With the implementation of the EU’s General Data Protection Regulation (GDPR), organizations have had to adjust to the new reality of GDPR compliance.
When it comes to the B2B space, marketers worry that the additional regulations governing capture and communication with leads may impact their lead generation efforts. However, the changes will be minimal for organizations that establish thoughtful data management processes and leverage an inbound, audience-centric approach to lead generation and nurturing.
Aside from ensuring that all internal systems used to capture, store and handle customer/lead data are compliant, marketers also have to worry about the third-party data processors they use since GDPR rules also apply to all external parties acting on their behalf.
Non-compliant organizations running lead campaigns in the EU will have to pay hefty fines – up to 4% of global revenues or €20 million – whichever is higher. To avoid such stiff penalties, many B2B marketers may need to rethink their lead generation strategies in today’s GDPR world.
Here are some of the key considerations for ensuring GDPR compliance.
With GDPR in place, data permission is now a major priority: explicit permission must be obtained for all marketing activities. B2B marketers would need to gain consent from prospective customers when it comes to acquiring their data and growing their marketing database. Not every lead that requests a piece of promotional content (like a free e-book or access to a webinar) wants to be signed up to receive a whole gamut of other communications. Marketers must ensure that leads opt-in for every type of marketing communication they want to send.
Since GDPR requires a legally justifiable reason for collecting personal data, marketers should ensure that they don’t collect any more data than is necessary. Although this would have little or no impact on most B2B brands, marketers should consider whether they really need any personal data other than a name and email from leads interested in receiving content.
Marketers should create demand generation programs that progressively capture more data about leads as their interest grows. This is a plus for lead generation efforts. Since marketers will be forced to offer real value to leads in exchange for their personal data, they will be able to deeply segment prospects and customers based on their level of interest and engagement.

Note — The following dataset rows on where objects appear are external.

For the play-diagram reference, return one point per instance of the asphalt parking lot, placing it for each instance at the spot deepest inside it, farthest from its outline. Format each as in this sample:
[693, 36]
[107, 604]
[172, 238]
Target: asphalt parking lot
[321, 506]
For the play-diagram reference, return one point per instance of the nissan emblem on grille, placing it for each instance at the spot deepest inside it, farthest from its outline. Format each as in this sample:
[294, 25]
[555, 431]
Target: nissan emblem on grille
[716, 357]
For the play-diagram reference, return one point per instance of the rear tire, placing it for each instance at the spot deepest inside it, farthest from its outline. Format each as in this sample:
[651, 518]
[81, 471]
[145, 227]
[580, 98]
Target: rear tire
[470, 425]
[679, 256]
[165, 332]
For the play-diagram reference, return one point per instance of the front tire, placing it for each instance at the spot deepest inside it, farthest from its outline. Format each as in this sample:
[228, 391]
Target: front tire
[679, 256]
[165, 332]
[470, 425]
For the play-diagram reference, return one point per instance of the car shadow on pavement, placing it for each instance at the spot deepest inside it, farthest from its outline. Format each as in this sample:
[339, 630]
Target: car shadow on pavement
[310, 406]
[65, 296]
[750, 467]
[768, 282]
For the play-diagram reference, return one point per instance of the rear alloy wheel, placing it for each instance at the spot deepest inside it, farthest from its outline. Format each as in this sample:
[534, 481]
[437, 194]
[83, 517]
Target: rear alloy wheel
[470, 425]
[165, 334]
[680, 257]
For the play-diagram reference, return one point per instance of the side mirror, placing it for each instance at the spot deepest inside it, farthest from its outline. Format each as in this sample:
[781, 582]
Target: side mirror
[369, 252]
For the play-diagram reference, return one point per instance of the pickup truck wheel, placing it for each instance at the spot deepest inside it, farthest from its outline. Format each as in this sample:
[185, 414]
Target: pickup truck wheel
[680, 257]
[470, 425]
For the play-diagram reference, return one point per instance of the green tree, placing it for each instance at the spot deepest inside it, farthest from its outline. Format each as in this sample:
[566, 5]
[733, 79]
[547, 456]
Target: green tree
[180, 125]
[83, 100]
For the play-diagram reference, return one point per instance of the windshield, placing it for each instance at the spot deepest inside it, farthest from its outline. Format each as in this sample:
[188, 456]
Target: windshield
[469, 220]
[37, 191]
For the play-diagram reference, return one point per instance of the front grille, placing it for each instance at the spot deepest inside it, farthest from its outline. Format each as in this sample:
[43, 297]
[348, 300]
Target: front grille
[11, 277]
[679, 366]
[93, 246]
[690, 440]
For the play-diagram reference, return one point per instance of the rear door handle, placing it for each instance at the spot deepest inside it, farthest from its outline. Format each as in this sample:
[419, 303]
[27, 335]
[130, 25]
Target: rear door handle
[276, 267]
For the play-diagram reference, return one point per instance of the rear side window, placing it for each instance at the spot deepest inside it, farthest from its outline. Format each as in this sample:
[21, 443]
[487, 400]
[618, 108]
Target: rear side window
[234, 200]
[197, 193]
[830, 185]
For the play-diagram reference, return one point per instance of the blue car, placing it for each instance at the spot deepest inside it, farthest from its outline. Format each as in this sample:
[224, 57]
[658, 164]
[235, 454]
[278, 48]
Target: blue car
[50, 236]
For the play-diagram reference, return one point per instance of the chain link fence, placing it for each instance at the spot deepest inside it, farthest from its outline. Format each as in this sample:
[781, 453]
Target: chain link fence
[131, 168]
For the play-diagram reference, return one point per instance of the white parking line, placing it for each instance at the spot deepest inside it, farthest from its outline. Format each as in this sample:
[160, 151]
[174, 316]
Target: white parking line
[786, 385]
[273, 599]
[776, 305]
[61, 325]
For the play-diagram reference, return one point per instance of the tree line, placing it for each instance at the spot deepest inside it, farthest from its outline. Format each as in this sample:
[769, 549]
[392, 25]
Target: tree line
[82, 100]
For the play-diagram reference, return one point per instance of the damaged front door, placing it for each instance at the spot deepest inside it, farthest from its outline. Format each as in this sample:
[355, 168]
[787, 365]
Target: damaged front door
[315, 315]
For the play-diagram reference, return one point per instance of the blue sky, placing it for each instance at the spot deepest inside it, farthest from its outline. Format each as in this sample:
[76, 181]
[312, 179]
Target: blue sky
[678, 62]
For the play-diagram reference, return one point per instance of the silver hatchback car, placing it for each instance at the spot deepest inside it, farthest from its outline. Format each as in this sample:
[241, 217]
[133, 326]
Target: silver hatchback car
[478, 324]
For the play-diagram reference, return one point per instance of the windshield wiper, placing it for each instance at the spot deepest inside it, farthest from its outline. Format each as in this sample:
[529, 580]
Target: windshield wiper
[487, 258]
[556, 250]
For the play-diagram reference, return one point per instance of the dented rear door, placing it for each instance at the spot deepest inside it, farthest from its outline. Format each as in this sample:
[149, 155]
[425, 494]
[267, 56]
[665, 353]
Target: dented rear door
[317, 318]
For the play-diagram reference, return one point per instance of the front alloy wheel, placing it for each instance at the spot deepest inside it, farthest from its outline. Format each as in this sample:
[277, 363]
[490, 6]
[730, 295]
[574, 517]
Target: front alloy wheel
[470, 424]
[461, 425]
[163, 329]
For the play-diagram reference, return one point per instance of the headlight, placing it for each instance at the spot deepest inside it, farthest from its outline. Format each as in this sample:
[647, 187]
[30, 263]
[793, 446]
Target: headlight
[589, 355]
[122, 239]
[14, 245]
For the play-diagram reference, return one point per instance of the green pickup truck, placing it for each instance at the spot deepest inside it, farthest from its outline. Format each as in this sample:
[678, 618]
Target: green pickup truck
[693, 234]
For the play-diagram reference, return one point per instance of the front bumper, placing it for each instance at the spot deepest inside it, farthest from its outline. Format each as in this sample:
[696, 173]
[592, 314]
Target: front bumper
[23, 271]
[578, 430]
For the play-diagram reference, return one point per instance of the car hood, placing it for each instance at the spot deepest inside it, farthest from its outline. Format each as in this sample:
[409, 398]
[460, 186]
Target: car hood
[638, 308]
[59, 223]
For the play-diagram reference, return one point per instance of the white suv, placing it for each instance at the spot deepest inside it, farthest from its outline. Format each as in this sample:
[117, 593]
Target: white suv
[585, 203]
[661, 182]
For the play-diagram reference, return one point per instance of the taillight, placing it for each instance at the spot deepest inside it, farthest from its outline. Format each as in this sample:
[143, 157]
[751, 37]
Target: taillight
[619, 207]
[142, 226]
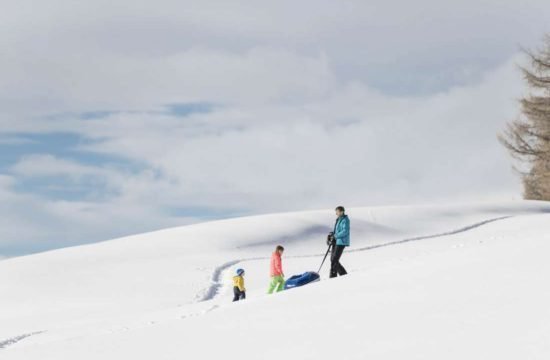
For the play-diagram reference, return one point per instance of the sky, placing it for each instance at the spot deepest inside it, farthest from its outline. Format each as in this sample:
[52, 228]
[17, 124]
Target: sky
[123, 117]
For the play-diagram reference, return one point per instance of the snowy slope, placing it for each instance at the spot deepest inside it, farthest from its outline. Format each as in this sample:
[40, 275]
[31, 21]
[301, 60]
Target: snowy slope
[463, 281]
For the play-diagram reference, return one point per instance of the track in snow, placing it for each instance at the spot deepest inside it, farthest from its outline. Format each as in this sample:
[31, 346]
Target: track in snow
[216, 282]
[5, 343]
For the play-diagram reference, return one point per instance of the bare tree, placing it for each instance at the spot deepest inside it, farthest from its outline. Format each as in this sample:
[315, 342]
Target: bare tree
[528, 137]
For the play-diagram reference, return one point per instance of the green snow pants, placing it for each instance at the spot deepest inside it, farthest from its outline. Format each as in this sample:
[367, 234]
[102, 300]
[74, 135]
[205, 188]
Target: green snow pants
[277, 284]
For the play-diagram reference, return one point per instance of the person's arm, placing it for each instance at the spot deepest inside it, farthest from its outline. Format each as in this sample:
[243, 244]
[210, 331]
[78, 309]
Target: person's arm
[240, 284]
[280, 266]
[344, 231]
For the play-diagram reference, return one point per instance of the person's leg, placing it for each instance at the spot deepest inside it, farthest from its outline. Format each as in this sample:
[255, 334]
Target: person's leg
[272, 285]
[280, 283]
[333, 263]
[338, 268]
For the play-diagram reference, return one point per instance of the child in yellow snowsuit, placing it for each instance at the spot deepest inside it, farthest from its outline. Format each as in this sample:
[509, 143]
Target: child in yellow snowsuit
[239, 290]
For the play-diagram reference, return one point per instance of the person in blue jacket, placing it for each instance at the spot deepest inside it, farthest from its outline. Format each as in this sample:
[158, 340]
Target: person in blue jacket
[340, 239]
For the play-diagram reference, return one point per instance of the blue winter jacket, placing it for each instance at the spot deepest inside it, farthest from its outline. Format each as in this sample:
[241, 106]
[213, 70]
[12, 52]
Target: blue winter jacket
[341, 231]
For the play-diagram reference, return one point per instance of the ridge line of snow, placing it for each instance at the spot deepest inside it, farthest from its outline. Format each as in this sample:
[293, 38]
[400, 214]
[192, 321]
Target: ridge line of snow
[11, 341]
[216, 282]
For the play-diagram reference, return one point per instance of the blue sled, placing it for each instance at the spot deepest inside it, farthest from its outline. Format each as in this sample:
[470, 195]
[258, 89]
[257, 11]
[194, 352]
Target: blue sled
[302, 279]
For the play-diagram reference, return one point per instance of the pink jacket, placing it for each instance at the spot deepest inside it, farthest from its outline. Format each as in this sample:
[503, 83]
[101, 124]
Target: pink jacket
[276, 264]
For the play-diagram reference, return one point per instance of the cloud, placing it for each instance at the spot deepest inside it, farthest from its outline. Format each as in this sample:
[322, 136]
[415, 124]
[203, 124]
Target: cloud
[304, 105]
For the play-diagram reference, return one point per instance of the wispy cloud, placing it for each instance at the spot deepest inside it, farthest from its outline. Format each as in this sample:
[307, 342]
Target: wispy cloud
[190, 114]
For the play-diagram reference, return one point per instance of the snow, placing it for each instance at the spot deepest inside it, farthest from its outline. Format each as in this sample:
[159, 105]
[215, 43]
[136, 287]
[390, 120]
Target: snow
[425, 282]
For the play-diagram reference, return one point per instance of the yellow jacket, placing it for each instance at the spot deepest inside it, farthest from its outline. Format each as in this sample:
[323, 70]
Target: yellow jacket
[238, 281]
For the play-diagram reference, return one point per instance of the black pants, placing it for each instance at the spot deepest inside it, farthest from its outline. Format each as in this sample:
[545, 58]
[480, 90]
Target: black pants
[335, 267]
[238, 294]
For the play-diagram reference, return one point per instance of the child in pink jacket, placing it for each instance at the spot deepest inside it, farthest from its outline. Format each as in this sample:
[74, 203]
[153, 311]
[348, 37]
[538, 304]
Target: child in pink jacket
[277, 275]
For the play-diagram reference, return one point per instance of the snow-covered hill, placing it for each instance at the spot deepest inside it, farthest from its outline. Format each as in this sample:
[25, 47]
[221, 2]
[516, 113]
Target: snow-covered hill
[426, 282]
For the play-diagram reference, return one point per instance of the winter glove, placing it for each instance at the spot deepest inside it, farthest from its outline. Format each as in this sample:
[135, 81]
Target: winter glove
[330, 239]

With GDPR in force, it’s no longer advisable for marketers to keep lead data in perpetuity. Regular data cleanup should be done to remove leads that haven’t engaged for some time. Marketers should also respond promptly to requests from leads or customers asking that their data be removed from a database or provide prompts that allow leads to remove themselves. There’s actually an upside to this. Allowing leads to revise or cleanse their data makes it easier for marketers to maintain up-to-date lists. This saves time and helps marketers focus their attention and strategies on the leads with the best chances of conversion.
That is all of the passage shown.